Planes, trains and automobiles

That movie was kind of funny, wasn't it? Even though it made Wichita look like podunk rural redneck-ville, which it's not, really.

So far we've learned that Daniel does well in cars and airplanes, and tomorrow we'll find out how he likes train-travel. He seems optimistic:

What's in Glasgow, you ask? Well, not much, I'm afraid. Stuart's grandparents live there, which is the reason for the trip. As his grandpa says, Glasgow isn't the end of the earth, but you can see it from there. We'll be spending our time visiting with Stuart's parents, who have driven there from Kansas, Stuart's brother and sister-in-law, who are flying from North Carolina, his grandparents, who live in a retirement home and are both over ninety years old, and his uncle, who lives on the family farm and drives a mail truck for a living. The grandparents are meeting a couple members of the family for the first time: Daniel, and my sister-in-law, who has been married to Stuart's brother for about a year.

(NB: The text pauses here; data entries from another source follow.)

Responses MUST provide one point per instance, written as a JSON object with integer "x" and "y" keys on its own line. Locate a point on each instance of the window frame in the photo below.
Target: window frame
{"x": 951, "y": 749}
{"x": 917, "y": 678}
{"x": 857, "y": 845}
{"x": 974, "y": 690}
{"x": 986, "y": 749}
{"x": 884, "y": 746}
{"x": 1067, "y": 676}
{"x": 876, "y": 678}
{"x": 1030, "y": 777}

We made this trip three years ago, and stayed for a week. Therefore, I'm the expert on Things To Do For Fun In Glasgow, right? So next time you take a vacation to northeastern Montana, you can thank me for these tips:

1. See how many people we can cram into a small one-bedroom retirement apartment. Last time the most we had in there was eight. This time we could have as many as nine adults and a baby. Some of us might be sitting on each other's laps, and I'm not just talking about Daniel. (Don't worry. We're not sleeping there.)

2. Drink authentic Italian espresso at Glasgow's one and only coffee shop. Last time, Stuart and I asked for cappuccinos, and the guy said "You mean the real Italian kind, or the kind like you get in the gas station?" Evidently, there are people who prefer the latter. This shop knows the difference and brews a pretty good cup, as I recall.

3. Get blitzed for five bucks. Seriously. We went to a bar where the three of us (Stu, me, his brother) each had a couple beers and maybe even a weak mixed drink like rum-and-coke, and with the tip it was still less than twenty dollars.

4. Watch Daniel eat/smear/spit/squish-between-his-fingers his supper. Always messy. Always entertaining.

5. Drive around the countryside checking out the farm land, and, more notably, a variety of small, old buildings in disrepair. Broken-down shacks, if you will. They are of historical significance, though, as each of these buildings was once the farmhouse of a homesteader or a one-room schoolhouse serving whole communities of children K-8 (or was is K-12?). If you plan to step foot outside, even for a moment, cover yourself with mosquito repellent. In fact, you might be better off bathing in it.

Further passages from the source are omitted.